The weakness of our study was that a small sample size was used, rather than conducting other study designs, such as observational and cross-sectional designs, prospectively following ANC follower pregnant mothers. Another limitation of the present study was the lack of a week D-antigen detection technique in the hospital, and HDN may develop after discharge from the hospital and is not assessed. The risk factors may cause jaundice to be unavailable in the medical records of the hospital.

Conclusion

This study shows that the prevalence of Rh-negative was 6.4%. Blood group O is the majority among Rh D-negative. Jaundice was found in neonates born Rh D-negative. To reduce Rh incompatibility that may cause HDN, the government should encourage pregnant women through health education as they follow ANC to screen Rh-D type. Health professionals should give anti-d prophylaxis in RH- mothers deliver at health facilities. Community based identification of the Rh D antigen should be launch to protect pregnant women since the majority of them do not follow ANC and deliver at health facilities in the country.

Acknowledgments

First, I would like to extend the acknowledgment to the Bule Hora University, Institute of Health and Department of Medical Laboratory for giving us a chance to conduct this research project. We extend our acknowledgment to our Ms. Terefech Gelgalo and Mr. Leta Lijalem for their unreserved data extraction and continuous assistance and their close cooperativeness with a nice approach without saying we were tired during conducting this study, and without their involvement, this work might have been worthless. Finally, we would like to acknowledge the Bule Hora University Teaching Hospital and the staff given the chance to collect data from the data bank and their nice approach and assistance during the data collection.

Footnotes

Declarations

Ethics approval and consent to participate: Ethical consideration was obtained from Bule Hora University, Institute of Health Review Committee with approval number IHRC02/2022. After approval of ethics, an official letter was written from the health institute to the Bule Hora University Teaching Hospital laboratory for permission. Data were gathered from hospital units using an identification number (ID No.) on registration books, therefore consent for participation was not applicable.
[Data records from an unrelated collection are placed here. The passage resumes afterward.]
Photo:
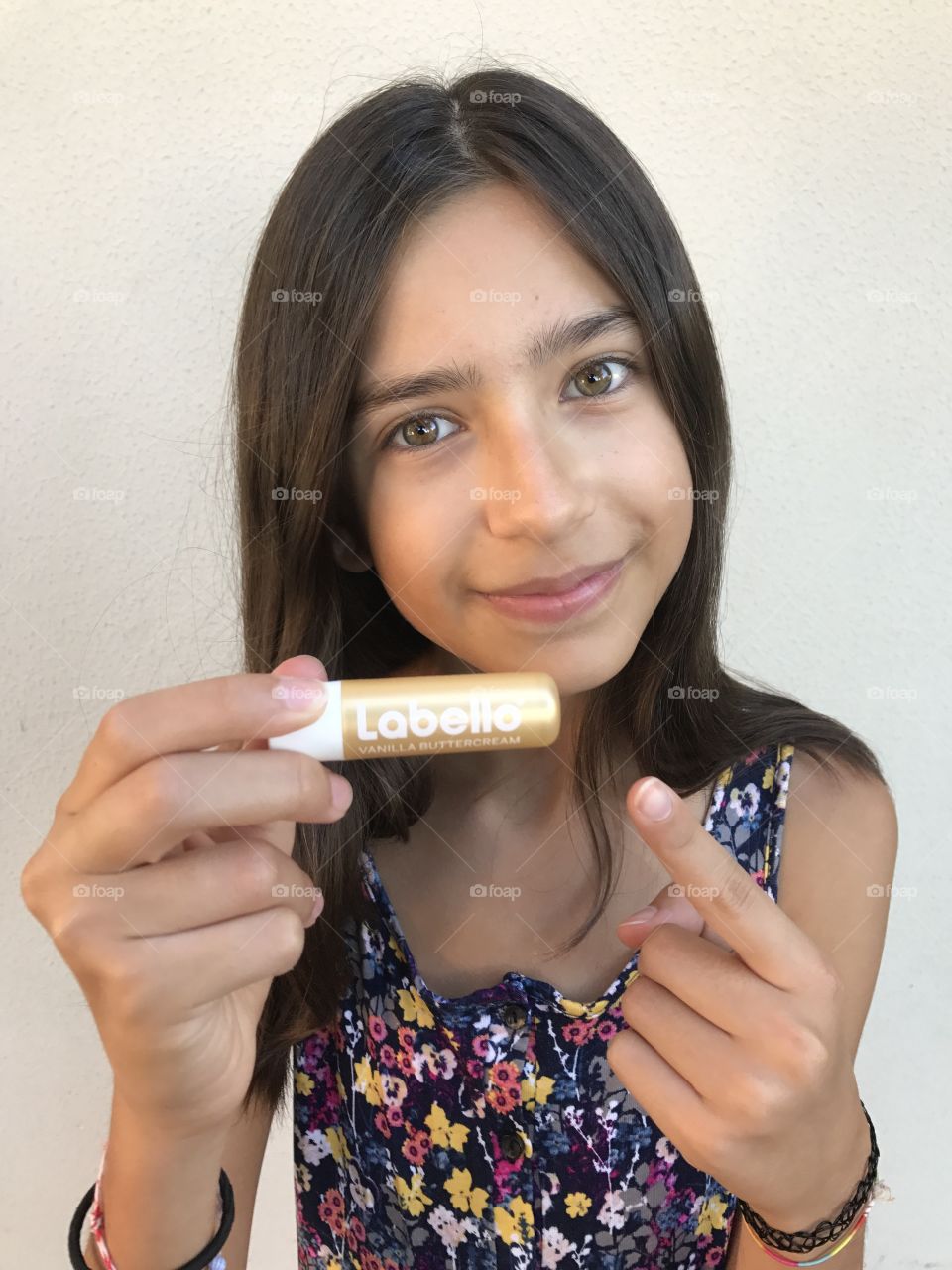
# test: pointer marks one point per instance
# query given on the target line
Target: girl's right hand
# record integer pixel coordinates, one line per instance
(168, 887)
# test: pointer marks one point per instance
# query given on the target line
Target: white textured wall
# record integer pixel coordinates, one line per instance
(801, 151)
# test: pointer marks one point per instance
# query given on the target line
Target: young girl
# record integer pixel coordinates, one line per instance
(481, 426)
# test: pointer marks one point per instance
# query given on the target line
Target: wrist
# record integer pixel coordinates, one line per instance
(833, 1184)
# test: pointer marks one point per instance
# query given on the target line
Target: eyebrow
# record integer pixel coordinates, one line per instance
(543, 345)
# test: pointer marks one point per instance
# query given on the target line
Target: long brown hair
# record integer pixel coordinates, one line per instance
(385, 164)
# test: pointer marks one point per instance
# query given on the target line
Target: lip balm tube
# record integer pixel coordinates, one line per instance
(430, 714)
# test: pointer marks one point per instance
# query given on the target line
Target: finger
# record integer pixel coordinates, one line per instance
(710, 980)
(186, 716)
(211, 961)
(725, 894)
(199, 889)
(698, 1051)
(666, 1097)
(671, 908)
(280, 832)
(155, 807)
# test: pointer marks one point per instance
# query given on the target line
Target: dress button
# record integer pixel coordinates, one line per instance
(511, 1144)
(513, 1015)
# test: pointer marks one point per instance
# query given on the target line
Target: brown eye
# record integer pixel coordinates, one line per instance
(595, 379)
(417, 432)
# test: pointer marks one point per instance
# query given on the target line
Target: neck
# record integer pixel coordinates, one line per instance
(524, 790)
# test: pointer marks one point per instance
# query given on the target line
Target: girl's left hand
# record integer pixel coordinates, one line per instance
(734, 1044)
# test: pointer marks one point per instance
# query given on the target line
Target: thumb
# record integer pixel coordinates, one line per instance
(665, 907)
(302, 663)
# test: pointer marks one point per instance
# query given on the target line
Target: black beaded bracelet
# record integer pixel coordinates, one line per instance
(199, 1262)
(807, 1241)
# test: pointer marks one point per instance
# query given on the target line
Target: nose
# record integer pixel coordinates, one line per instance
(535, 481)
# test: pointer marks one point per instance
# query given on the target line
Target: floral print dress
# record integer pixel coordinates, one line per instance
(489, 1130)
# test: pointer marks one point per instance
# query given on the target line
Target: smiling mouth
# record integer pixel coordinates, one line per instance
(557, 606)
(561, 585)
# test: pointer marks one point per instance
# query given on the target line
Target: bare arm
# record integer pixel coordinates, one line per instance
(149, 1176)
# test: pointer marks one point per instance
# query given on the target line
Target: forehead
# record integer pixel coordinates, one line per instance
(474, 280)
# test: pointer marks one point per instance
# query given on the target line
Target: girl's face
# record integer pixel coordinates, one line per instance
(520, 462)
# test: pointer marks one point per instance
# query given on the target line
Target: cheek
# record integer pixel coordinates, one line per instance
(411, 543)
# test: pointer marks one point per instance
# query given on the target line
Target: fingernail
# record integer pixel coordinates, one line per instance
(301, 697)
(644, 915)
(315, 911)
(340, 792)
(655, 801)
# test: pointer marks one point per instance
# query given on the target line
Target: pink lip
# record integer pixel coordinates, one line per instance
(566, 603)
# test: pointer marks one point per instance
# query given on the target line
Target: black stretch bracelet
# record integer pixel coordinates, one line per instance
(199, 1262)
(807, 1241)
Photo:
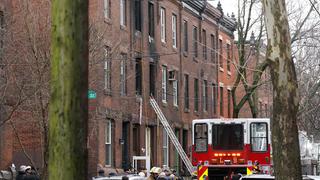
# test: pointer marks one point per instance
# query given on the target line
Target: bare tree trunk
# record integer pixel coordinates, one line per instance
(68, 109)
(286, 153)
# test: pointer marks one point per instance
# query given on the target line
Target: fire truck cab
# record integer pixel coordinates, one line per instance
(228, 147)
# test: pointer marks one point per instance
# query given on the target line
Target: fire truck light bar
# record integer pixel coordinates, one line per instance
(228, 154)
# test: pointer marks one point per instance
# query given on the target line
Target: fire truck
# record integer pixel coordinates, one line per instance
(228, 147)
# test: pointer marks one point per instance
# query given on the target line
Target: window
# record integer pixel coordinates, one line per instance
(220, 53)
(186, 91)
(227, 136)
(108, 143)
(213, 48)
(205, 95)
(152, 78)
(196, 94)
(123, 75)
(259, 137)
(165, 148)
(266, 109)
(164, 84)
(151, 19)
(195, 41)
(228, 56)
(214, 98)
(163, 24)
(221, 101)
(185, 35)
(138, 76)
(123, 12)
(201, 137)
(174, 30)
(107, 9)
(107, 69)
(2, 20)
(137, 17)
(229, 103)
(135, 140)
(204, 44)
(175, 93)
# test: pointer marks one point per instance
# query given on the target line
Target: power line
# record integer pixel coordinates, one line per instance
(314, 7)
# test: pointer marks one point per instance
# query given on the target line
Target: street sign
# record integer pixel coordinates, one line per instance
(92, 94)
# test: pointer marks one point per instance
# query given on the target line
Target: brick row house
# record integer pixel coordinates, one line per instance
(170, 50)
(179, 52)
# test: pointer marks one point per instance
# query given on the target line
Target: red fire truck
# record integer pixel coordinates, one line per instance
(225, 147)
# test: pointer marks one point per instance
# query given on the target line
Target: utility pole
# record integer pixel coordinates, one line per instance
(68, 108)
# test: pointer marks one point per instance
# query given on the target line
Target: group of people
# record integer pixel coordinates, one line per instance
(156, 173)
(27, 173)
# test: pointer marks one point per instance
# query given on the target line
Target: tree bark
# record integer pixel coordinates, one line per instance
(68, 109)
(285, 143)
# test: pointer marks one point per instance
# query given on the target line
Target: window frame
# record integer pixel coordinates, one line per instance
(185, 35)
(164, 78)
(195, 41)
(163, 24)
(107, 9)
(228, 56)
(165, 148)
(204, 44)
(229, 103)
(195, 137)
(175, 92)
(196, 94)
(123, 12)
(213, 48)
(221, 53)
(108, 143)
(221, 101)
(205, 95)
(214, 98)
(107, 69)
(123, 74)
(186, 92)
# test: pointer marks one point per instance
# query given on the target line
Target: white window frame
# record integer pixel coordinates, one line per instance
(108, 142)
(123, 75)
(164, 84)
(107, 69)
(106, 9)
(123, 12)
(148, 141)
(175, 92)
(174, 30)
(163, 24)
(204, 95)
(165, 148)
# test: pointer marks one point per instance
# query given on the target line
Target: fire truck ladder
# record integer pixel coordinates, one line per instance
(172, 136)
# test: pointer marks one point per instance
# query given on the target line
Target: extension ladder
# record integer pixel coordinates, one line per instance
(172, 136)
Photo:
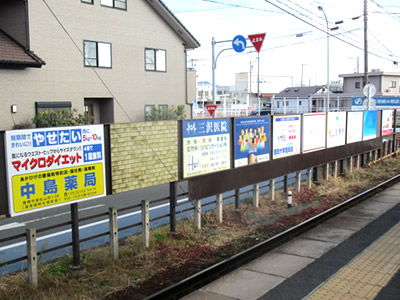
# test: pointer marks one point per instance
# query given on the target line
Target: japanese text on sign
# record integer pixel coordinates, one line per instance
(51, 166)
(206, 146)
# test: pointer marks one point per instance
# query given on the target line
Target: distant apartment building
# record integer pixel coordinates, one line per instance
(112, 59)
(205, 93)
(387, 85)
(248, 84)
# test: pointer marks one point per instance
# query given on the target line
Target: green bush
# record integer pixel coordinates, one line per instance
(170, 113)
(60, 118)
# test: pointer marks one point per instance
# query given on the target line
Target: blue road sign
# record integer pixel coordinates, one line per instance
(239, 43)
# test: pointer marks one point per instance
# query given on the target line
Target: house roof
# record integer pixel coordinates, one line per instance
(374, 72)
(302, 92)
(176, 25)
(12, 53)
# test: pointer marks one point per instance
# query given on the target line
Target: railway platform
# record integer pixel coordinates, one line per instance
(354, 255)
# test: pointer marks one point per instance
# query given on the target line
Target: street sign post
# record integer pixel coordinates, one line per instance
(257, 40)
(239, 43)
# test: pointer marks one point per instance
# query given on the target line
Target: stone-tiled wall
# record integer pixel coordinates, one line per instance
(143, 154)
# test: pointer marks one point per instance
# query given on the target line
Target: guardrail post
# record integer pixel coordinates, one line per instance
(384, 149)
(237, 198)
(146, 223)
(219, 208)
(315, 174)
(357, 162)
(197, 214)
(326, 171)
(335, 169)
(32, 256)
(350, 165)
(309, 178)
(113, 226)
(272, 189)
(285, 183)
(256, 195)
(298, 181)
(173, 195)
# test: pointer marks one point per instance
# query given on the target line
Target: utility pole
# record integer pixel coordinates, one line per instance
(365, 43)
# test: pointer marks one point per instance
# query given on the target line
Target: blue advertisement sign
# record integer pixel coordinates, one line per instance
(380, 102)
(370, 124)
(252, 137)
(206, 146)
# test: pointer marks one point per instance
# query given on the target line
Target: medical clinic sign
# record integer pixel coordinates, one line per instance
(50, 167)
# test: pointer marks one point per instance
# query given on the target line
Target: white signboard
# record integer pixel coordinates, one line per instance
(314, 132)
(51, 167)
(206, 146)
(336, 129)
(354, 126)
(286, 136)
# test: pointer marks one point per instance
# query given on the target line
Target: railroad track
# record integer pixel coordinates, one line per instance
(216, 271)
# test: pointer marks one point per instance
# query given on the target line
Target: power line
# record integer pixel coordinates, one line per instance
(344, 41)
(241, 6)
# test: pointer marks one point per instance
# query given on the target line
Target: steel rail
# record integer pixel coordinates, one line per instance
(216, 271)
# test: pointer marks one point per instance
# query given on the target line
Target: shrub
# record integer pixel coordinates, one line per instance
(170, 113)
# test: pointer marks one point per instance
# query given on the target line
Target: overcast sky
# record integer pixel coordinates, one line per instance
(283, 53)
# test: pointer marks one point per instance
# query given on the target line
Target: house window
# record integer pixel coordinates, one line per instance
(147, 111)
(97, 54)
(55, 106)
(156, 60)
(121, 4)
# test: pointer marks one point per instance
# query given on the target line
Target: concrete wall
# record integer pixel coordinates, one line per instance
(64, 77)
(143, 154)
(13, 20)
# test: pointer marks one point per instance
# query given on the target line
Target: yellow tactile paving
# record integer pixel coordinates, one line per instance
(366, 274)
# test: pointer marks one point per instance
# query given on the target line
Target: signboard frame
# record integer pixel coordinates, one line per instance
(287, 147)
(52, 167)
(316, 130)
(204, 138)
(252, 136)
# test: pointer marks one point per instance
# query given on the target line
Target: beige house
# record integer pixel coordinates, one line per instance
(114, 59)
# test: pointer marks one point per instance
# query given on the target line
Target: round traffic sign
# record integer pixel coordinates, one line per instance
(239, 43)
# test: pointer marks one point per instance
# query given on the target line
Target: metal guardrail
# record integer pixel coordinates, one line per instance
(236, 195)
(216, 271)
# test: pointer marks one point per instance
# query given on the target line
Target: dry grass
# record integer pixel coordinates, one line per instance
(171, 257)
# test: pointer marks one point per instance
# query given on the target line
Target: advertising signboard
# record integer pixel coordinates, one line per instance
(50, 167)
(314, 132)
(336, 129)
(370, 124)
(380, 102)
(251, 140)
(206, 146)
(354, 126)
(286, 136)
(387, 122)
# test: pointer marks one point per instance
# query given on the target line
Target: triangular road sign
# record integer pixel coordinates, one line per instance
(257, 40)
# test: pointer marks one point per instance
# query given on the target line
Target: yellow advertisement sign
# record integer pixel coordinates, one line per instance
(44, 189)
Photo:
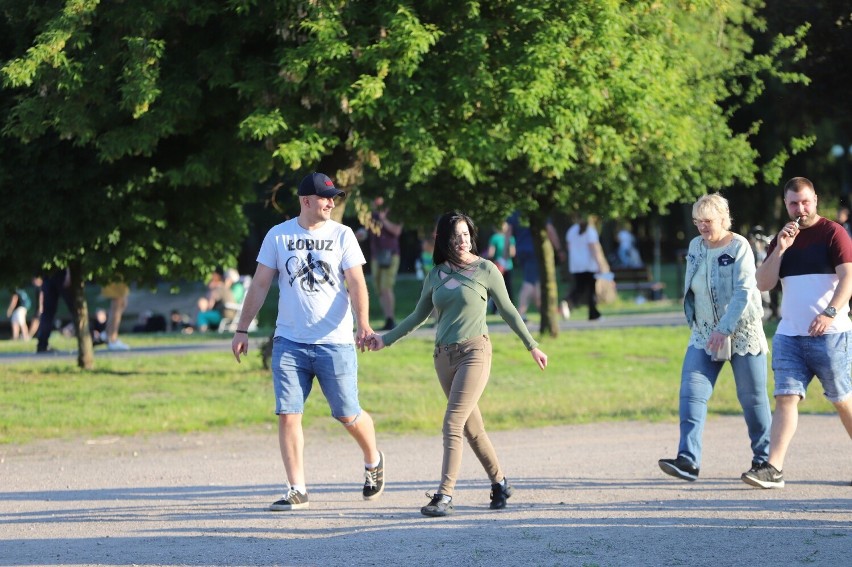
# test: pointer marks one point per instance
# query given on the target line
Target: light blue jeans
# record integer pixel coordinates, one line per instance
(697, 380)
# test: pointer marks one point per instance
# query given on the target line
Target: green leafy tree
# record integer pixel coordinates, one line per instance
(163, 115)
(598, 107)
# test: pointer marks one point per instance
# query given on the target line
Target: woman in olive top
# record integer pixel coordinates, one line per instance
(458, 288)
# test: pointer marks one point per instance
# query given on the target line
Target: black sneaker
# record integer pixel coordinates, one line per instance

Consent for publication: Not applicable.

Author contribution(s): Alqeer Aliyo: Conceptualization; Formal analysis; Project administration; Resources; Software; Writing – original draft; Writing – review & editing.

Girma Ashenafi: Data curation; Formal analysis; Methodology; Software; Supervision; Writing – original draft; Writing – review & editing.

Mohammedzen Abduselam: Formal analysis; Methodology; Supervision; Validation; Visualization; Writing – original draft; Writing – review & editing. All authors approved the final draft of manuscript.

Funding: The author(s) received no financial support for the research, authorship, and/or publication of this article.

The author(s) declared no potential conflicts of interest with respect to the research, authorship, and/or publication of this article.

Availability of data and materials: Data essential for the conclusion are included in this manuscript. Additional data can be obtained from the corresponding author upon reasonable request.